Была в ней некая возбуждающая сила, первобытная и примитивная. А может быть, и не примитивная, а, напротив, доведенная в результате тысячелетней шлифовки до высшей степени утонченности женская сексуальность. Ее дрожащие ресницы, язык, время от времени облизывающий губы, пальцы с красными ногтями, которыми она периодически проводила по каштановым волосам, - все идеально гармонировало друг с другом.
- Фильм о Шауле Меламеде, - вырвалось у Итамара.
- О нем?! - с волнением воскликнула Рита. - Он просто очарователен.
- Его жизнь была очень драматичной - классический материал для фильма. Годы тяжелой работы в душной звуконепроницаемой комнате - из-за соседей, - бесконечное распевание гамм, постоянные конфликты с педагогами, не понимавшими его особого пути, скрупулезное и изнурительное изучение трех языков, чтобы иметь возможность понимать смысл текста с абсолютной точностью, и, конечно, трагическая связь с Жюльетт Жиро, его аккомпаниатором.

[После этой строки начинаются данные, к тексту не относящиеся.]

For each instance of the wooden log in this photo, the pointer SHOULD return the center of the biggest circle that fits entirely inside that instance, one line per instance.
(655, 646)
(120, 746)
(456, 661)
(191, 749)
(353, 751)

- Да, я в свое время читала об этом, - сказала Рита.
- Подумать только, что она оставила его ради Эрика Бруно, который считался тогда новым гением! - Итамар уже не мог остановиться, заговорив на столь волнующую его тему. - Годы он не мог оправиться от этого удара, пока не нашел Сильвию Аспель, нового аккомпаниатора. Кстати, с ней у него тоже был роман. Потом он на ней женился, несмотря на огромную разницу в возрасте.
- Ты имеешь в виду Шауля Меламеда? - поразилась Мерав.
- Да, разумеется, камерного певца. Он в основном специализировался на Шумана, хотя пел и Шуберта, и других. Разве есть другой Шауль Меламед?
- Но ты, надо полагать, не рассчитываешь на широкий прокат, то есть не имеешь в виду игровой фильм?
- Это неверная постановка вопроса, - заметил Каганов. - Документалистика - тоже искусство. По-моему, все, что существует в нашем мире, - искусство. Кусок железа, выброшенный унитаз, колбаска собачьего дерьма на желтеющей траве - все это искусство, надо только уметь видеть. Это как раз то, что я делаю сейчас в моем новом фильме. Он почти целиком визуален, нечто, как бы это сказать… нечто вроде… кинематографической уличной скульптуры. Да, это точное определение - кинематографическая скульптура.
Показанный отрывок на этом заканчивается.